Nonetheless his desire for her was undeniable. Reliving his past Timoteo silently pours his anguished confession into the ears of his comatose daughter.
Told largely in flashback "Don't Move" is a marvel of prose as Mazzantini adroitly tells parallel stories of Timoteo's well ordered life with Elsa and his all-consuming, passionate affair with Italia.
Born in Ireland and raised in Italy, Mazzantini is an incredibly skilled writer. "Don't Move," which has sold over a million copies in Italy is her second novel and the first to be published in America. All one can say is welcome to our shores!
- Gail Cooke
Chilling story, but nevertheless Brilliant
The main character tells his daughter who lies in a coma his story. The story of his most intimate feelings towards different people. Obvious his love for his daughter and his fear she might die. The fact that over the years the love towards her mother has gone. And most of all its the story of the obscure relationship for an unknown woman he picked up somewhere, and the graphic account of the raw sex he has with her.

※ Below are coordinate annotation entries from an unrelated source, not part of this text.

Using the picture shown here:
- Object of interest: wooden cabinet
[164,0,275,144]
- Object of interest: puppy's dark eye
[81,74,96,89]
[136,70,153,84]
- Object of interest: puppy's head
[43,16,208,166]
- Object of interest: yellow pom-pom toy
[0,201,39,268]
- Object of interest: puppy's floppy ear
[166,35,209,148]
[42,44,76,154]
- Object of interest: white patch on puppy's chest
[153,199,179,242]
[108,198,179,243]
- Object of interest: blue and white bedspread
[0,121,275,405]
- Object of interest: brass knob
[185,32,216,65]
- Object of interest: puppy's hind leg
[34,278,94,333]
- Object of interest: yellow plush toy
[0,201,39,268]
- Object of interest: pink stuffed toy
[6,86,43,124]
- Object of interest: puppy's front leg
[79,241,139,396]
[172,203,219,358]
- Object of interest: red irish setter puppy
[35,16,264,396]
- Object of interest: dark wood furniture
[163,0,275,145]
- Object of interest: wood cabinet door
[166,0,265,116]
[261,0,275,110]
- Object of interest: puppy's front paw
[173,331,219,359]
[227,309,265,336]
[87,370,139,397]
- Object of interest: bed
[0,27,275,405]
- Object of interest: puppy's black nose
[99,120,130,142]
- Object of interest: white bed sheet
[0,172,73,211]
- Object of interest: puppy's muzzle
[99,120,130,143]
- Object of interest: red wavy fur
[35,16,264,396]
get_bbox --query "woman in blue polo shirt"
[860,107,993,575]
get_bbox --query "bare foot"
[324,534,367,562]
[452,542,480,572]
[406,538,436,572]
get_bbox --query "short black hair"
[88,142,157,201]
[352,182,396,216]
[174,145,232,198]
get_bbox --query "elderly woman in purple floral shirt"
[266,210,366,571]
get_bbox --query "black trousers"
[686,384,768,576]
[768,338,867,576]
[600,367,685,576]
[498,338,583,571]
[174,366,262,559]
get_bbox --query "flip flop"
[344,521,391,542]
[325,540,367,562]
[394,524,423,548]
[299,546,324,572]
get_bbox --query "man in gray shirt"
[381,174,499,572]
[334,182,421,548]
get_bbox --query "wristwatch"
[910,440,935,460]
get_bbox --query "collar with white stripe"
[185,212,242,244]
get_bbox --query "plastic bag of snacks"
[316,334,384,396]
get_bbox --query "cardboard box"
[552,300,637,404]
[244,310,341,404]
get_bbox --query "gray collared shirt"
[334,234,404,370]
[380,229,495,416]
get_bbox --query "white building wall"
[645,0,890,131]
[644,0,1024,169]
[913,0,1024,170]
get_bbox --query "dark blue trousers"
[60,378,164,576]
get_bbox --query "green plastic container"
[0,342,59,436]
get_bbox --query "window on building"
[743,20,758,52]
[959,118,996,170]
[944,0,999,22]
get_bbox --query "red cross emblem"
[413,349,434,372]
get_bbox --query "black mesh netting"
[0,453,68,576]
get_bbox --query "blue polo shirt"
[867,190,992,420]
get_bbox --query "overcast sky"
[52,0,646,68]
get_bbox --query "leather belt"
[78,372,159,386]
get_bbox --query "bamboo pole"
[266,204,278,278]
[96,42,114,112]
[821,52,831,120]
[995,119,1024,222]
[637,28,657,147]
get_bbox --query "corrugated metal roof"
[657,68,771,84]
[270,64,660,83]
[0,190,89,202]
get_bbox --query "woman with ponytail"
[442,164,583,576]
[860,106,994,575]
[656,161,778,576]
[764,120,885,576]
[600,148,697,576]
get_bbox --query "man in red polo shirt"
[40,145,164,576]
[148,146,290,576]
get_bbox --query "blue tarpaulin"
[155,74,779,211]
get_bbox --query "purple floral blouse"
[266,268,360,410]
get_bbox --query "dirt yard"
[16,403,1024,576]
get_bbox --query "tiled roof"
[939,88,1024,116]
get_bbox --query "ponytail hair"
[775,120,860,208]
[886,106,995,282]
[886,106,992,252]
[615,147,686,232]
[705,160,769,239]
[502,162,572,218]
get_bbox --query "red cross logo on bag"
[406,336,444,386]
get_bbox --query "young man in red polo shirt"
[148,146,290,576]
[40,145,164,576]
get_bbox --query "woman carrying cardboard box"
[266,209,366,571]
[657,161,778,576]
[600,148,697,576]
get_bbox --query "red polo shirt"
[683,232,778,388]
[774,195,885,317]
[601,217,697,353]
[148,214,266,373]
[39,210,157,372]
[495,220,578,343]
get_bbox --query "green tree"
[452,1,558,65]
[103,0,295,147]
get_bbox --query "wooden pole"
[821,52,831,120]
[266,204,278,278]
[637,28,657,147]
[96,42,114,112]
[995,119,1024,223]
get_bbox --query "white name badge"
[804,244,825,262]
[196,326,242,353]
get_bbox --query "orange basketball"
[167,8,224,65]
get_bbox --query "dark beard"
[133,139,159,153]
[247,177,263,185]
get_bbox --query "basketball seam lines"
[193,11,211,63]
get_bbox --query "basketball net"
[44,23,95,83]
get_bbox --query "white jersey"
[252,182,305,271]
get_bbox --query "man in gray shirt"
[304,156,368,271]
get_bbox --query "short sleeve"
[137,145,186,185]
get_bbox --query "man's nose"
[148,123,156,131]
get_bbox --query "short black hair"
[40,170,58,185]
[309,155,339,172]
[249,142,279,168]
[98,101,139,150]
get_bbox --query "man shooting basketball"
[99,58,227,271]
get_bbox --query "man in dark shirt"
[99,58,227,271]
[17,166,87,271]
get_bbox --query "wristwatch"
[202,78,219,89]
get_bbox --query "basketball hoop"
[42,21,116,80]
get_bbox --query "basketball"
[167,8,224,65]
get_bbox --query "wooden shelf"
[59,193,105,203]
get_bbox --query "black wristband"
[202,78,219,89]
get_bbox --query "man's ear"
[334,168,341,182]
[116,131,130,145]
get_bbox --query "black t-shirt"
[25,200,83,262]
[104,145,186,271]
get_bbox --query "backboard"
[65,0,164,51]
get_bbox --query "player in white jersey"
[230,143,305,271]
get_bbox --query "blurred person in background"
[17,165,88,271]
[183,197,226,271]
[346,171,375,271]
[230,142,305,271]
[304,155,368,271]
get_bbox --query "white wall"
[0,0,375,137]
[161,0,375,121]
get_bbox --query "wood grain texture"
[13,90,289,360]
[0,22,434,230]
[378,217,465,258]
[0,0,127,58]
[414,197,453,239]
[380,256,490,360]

And after a while there is a change in the horrifyingly selfish abuse of the main character towards this unknown woman.
This book is chilling, tender and loving at the same time.
It has in the meantime been travelling my circle of friends. Each and everyone finds it overwhelming. This is a must read for sure.
BRAVISSIMO
I read the Italian version "Non Ti Muovere" and just finished the English translation...what an excellent job done! Mazzantini captures the reader beyond a normal level. I wish the book would never end. If you like her work, "Il Cantino di Zinco" is also very well written, although out of print in English.